1) I do not agree that the procedure that you describe for factoring is efficient (in the sense of computational complexity). Assume that the number to factorize, N, is written with b bits, thus being roughly of the size of 2^b. Then N! will be written with O(b.2^b) bits, which means that it has roughly the size of 2^(b.2^b). Next, assume M to be a number of the same order of magnitude, say (N-1)!/2, like in your “binary search” algorithm. Then the binary algorithm for computing gcd(M,N) will have complexity O(log(M.N)^2), which means (after some simple computations and discarding smaller terms) O(b^2 . 4^b), which means “super-exponential in the size of N”. Clearly not an efficient algorithm.

2) While discussing the properties of Gamma you essentially claim that if one knew a formula of the type (2N)!=something.(N!)^2, then computing the factorial would be easy. Not quite so, I say.

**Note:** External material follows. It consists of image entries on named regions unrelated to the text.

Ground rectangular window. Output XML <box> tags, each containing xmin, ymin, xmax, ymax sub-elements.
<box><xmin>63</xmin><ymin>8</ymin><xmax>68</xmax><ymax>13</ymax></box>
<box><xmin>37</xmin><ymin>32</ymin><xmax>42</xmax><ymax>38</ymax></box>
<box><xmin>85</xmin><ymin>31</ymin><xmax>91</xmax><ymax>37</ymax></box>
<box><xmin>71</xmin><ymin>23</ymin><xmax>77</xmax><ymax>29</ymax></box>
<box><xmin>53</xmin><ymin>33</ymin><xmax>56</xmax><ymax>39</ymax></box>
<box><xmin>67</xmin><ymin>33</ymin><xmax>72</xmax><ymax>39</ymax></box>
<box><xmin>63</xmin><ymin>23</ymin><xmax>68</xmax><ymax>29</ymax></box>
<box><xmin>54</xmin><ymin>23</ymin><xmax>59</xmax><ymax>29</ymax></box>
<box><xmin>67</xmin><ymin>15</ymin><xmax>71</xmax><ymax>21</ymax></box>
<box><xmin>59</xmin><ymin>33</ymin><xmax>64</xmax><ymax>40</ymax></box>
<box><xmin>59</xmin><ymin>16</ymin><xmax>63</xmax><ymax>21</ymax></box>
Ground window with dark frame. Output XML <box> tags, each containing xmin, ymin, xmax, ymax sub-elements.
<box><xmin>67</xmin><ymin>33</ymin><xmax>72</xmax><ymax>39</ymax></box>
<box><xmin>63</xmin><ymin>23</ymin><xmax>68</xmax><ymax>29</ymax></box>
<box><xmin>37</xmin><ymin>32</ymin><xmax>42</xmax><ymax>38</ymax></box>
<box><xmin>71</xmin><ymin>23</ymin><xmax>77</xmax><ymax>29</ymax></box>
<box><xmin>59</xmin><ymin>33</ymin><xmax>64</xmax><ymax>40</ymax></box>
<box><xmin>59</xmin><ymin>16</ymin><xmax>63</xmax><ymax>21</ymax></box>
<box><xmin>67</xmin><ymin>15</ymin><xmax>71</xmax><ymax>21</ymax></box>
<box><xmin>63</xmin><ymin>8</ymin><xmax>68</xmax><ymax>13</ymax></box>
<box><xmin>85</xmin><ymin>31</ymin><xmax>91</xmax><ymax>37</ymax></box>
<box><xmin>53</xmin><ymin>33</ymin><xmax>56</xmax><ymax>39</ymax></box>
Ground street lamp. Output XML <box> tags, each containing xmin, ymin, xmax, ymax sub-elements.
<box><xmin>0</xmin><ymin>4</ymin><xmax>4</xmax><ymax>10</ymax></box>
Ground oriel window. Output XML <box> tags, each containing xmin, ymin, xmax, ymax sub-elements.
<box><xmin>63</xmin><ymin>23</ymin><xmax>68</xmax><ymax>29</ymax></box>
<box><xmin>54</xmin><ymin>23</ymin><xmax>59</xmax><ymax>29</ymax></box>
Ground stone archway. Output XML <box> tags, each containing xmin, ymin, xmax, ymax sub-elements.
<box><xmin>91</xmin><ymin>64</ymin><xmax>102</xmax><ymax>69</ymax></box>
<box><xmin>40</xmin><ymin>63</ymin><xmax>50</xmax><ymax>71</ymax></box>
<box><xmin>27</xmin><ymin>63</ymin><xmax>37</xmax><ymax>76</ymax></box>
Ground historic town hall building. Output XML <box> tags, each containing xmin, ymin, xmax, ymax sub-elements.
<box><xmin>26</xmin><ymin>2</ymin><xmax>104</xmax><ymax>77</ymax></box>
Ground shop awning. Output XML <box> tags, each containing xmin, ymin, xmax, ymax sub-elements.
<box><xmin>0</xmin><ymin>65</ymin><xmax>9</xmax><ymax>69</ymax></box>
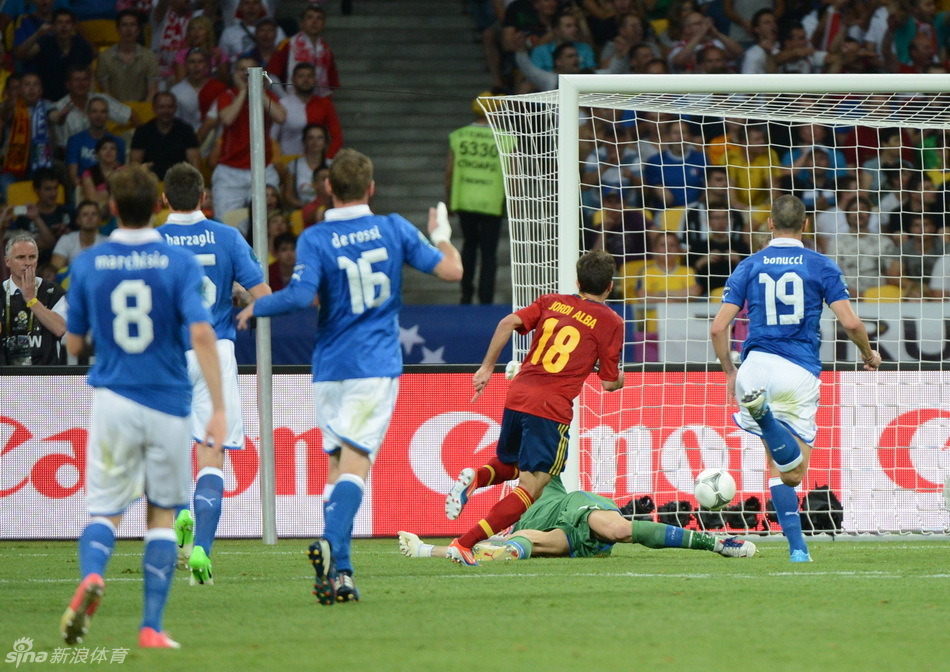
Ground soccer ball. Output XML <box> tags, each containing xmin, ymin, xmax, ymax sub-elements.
<box><xmin>693</xmin><ymin>469</ymin><xmax>736</xmax><ymax>511</ymax></box>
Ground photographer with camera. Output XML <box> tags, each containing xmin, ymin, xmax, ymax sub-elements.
<box><xmin>0</xmin><ymin>232</ymin><xmax>66</xmax><ymax>366</ymax></box>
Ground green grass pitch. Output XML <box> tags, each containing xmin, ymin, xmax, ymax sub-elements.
<box><xmin>0</xmin><ymin>539</ymin><xmax>950</xmax><ymax>672</ymax></box>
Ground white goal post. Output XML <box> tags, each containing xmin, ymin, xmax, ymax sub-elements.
<box><xmin>482</xmin><ymin>74</ymin><xmax>950</xmax><ymax>535</ymax></box>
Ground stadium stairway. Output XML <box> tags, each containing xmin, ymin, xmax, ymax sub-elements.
<box><xmin>279</xmin><ymin>0</ymin><xmax>511</xmax><ymax>304</ymax></box>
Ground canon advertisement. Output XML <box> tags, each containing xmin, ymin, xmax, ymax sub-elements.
<box><xmin>0</xmin><ymin>372</ymin><xmax>950</xmax><ymax>539</ymax></box>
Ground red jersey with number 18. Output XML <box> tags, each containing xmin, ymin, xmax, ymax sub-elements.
<box><xmin>505</xmin><ymin>294</ymin><xmax>623</xmax><ymax>423</ymax></box>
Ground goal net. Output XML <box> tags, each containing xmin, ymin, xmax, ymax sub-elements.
<box><xmin>483</xmin><ymin>75</ymin><xmax>950</xmax><ymax>534</ymax></box>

Even if one were able to quickly compute N!, squaring it (and multiplying it by “something”) would suffer from the same problem mentioned above: the multiplication algorithm would take an exponential time in b, when log(N)=b, thus defeating your attempt. (Mind you, the multiplication algorithm would be efficient (i.e. polylogarithmic) with respect to N!, but not with respect to N, which we want.)

3) The formula is called the “duplication formula” because the argument of Gamma on the right hand side is multiplied by 2 (duplicated).